Daan Killemaes

“La guerre commerciale est également made in China”

Daan Killemaes Economiste en chef de Trends Magazine (NL)

Les taxes à l’importation sont une mauvaise idée, mais il est pire encore de faire cadeau de notre technologie à la Chine, d’après Daan Killemaes, rédacteur en chef du Trends néerlandophone.

Quand la Chine éternue, le reste du monde risque de s’enrhumer. Lorsque la Chine a dévalué sa monnaie de manière inattendue en 2015, l’économie chinoise semblait aller droit dans le mur. La panique a éclaté sur les marchés financiers par crainte d’une récession mondiale. Cette situation va-t-elle se reproduire?

Le yuan a perdu plus de valeur ces derniers mois que lors des perturbations de 2015. L’économie chinoise tourne au ralenti et la guerre commerciale avec les États-Unis menace de s’intensifier. Il est donc surprenant de voir dans quelle mesure les marchés restent calmes face aux turbulences financières en Chine. Il existe un consensus pour dire que le pouvoir en place peut encore piloter l’économie de manière stricte et avec succès.
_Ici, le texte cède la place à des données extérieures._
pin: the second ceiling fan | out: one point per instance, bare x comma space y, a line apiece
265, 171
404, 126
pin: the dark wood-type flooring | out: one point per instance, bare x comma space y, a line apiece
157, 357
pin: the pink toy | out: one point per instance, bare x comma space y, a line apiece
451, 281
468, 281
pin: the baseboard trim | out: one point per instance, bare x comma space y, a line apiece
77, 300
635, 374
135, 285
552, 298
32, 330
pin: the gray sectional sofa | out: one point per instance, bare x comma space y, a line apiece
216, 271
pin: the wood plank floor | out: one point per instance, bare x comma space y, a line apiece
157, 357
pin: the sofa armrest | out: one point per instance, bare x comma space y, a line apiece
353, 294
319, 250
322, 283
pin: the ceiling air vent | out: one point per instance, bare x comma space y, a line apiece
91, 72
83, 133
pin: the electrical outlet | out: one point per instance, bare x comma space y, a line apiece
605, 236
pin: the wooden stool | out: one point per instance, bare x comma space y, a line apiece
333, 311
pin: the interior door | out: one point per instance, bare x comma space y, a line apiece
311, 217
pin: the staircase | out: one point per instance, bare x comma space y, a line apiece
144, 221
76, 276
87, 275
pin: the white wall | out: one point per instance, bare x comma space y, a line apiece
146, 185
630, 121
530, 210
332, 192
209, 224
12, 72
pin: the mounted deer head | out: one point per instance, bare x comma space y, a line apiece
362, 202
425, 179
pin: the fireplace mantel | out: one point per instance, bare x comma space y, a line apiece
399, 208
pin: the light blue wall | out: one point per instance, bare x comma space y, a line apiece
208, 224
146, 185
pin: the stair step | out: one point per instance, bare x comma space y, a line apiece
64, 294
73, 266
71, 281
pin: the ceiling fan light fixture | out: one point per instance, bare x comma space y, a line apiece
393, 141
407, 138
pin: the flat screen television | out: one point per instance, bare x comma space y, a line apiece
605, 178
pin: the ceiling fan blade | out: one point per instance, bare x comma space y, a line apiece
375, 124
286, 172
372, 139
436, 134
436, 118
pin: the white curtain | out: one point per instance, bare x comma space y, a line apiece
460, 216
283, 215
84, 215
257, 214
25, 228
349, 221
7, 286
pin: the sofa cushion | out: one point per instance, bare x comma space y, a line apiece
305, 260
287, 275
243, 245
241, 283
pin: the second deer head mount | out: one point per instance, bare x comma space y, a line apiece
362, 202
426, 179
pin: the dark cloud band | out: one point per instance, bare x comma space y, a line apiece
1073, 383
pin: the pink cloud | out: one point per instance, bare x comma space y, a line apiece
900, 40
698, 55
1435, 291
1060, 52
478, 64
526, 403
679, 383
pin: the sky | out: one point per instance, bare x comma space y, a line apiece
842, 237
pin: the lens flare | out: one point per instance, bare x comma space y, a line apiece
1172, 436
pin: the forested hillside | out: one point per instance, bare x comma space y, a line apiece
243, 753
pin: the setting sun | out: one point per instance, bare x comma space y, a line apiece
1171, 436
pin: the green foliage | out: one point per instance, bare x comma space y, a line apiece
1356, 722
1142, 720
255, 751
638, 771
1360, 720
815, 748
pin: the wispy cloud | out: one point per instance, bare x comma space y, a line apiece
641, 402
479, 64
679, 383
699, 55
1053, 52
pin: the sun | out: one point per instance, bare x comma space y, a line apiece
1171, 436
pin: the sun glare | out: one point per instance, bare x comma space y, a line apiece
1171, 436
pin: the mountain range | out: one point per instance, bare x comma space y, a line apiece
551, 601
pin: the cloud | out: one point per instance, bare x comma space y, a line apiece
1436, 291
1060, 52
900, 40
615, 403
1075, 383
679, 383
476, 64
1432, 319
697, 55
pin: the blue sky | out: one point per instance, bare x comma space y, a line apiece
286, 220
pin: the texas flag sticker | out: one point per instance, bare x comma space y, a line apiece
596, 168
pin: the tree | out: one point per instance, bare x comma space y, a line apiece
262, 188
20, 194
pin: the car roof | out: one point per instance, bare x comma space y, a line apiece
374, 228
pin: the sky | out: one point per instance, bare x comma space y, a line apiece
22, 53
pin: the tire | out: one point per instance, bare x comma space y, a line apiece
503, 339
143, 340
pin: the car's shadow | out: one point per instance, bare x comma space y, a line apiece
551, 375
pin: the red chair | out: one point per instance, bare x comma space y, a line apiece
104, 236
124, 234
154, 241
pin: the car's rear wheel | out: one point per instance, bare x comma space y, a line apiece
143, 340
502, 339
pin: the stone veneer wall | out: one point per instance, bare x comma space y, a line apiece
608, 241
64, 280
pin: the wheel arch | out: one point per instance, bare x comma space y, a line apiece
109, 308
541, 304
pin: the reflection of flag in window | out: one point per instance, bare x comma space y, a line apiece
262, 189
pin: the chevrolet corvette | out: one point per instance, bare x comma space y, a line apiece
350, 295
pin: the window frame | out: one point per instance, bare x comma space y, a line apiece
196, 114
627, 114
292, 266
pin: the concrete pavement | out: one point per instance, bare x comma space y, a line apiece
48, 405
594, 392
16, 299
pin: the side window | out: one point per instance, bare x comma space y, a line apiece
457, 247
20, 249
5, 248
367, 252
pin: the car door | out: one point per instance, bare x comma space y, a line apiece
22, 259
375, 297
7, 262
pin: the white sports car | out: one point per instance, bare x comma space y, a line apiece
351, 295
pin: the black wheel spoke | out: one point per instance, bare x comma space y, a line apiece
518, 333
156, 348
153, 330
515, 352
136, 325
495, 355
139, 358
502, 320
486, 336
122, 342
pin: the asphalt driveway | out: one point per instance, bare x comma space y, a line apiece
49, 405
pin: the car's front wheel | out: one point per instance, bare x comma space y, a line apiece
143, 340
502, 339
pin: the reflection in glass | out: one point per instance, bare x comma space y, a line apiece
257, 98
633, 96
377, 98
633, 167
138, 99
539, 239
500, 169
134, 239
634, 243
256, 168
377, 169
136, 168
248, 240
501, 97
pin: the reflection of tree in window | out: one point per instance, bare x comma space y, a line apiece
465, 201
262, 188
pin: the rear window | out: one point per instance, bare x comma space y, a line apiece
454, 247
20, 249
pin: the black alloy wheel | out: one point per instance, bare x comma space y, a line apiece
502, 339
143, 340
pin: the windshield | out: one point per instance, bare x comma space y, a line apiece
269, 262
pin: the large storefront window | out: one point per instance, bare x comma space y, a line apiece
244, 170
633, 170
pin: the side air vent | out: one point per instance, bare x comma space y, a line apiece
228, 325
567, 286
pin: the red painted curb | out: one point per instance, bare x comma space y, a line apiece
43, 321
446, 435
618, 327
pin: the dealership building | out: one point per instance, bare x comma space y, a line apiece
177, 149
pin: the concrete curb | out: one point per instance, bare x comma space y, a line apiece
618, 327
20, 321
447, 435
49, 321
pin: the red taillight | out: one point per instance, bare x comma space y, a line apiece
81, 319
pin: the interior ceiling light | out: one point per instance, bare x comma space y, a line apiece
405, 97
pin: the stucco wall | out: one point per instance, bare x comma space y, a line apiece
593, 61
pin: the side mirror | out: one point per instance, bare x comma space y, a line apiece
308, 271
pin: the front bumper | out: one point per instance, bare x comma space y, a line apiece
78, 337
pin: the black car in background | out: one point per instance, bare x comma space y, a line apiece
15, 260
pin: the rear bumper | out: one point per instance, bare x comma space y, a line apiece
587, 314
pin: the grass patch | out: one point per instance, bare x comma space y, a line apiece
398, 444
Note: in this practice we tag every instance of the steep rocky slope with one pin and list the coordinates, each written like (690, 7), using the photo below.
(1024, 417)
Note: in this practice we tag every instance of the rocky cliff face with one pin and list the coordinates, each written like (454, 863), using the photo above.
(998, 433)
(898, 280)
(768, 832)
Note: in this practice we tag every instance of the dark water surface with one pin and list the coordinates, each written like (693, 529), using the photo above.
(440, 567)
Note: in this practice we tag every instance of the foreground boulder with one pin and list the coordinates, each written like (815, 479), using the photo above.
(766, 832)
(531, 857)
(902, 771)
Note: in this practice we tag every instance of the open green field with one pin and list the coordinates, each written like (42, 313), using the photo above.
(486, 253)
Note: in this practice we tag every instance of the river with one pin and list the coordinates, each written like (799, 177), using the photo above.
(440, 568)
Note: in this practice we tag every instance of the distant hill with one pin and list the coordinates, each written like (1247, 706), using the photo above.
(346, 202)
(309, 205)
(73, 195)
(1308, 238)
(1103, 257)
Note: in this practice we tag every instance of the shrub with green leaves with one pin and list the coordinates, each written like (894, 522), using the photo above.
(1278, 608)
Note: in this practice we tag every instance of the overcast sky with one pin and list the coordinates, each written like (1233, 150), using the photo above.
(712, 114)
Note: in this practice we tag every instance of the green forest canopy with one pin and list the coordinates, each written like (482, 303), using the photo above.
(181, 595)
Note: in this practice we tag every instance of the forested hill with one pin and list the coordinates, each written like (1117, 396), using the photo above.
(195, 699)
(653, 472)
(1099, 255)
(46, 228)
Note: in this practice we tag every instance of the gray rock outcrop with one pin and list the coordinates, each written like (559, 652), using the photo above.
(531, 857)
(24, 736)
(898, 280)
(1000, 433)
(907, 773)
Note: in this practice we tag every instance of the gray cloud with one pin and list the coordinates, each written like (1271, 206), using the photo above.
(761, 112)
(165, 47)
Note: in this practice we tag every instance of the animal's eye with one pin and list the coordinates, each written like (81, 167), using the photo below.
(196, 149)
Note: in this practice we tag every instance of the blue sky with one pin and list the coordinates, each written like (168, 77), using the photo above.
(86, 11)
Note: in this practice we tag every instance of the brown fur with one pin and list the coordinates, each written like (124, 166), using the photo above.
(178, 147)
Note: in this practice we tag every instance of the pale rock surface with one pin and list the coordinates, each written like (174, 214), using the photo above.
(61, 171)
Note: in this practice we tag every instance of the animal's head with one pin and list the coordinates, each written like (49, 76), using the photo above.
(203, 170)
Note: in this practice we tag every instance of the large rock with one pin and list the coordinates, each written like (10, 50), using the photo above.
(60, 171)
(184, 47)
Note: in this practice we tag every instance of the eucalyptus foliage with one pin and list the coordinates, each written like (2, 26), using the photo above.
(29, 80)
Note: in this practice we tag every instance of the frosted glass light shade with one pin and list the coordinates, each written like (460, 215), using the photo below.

Du moins pour le moment.

Moins de pauvreté

Depuis la réforme économique de 1978, 800 millions de Chinois sont sortis de la pauvreté. Aujourd’hui, l’économie chinoise est la deuxième plus importante au monde et le revenu par habitant est passé de presque rien à un quart du niveau américain. Le pouvoir du marché capitaliste est incroyable.

Mais le modèle de croissance qui a réussi ce tour de force est révolu. Le taux d’endettement élevé devient instable, les problèmes liés à l’environnement se multiplient et l’inégalité des revenus augmente. L’économie chinoise est devenue trop importante pour rester l’usine du monde. Un ajustement est donc nécessaire, faute de quoi la stagnation est inévitable. La Chine vieillira avant de devenir riche. Et si le chat n’attrape plus de souris, l’instabilité politique et sociale menace, ce que la classe dirigeante veut éviter à tout prix.

Le Chine a pris des mesures d’ajustement. Le président chinois Xi Jinping a inscrit la nouvelle stratégie dans la constitution sous le titre “Idées du socialisme aux caractéristiques chinoises pour une nouvelle ère”. Le président du sp.a John Crombez pourrait peut-être s’en inspirer. Les mots clés de cette vision sont la productivité, la technologie et une forte valeur ajoutée. Le made in China a déjà pris un sens différent. Les ours en peluche font place aux infrastructures de télécommunications cruciales.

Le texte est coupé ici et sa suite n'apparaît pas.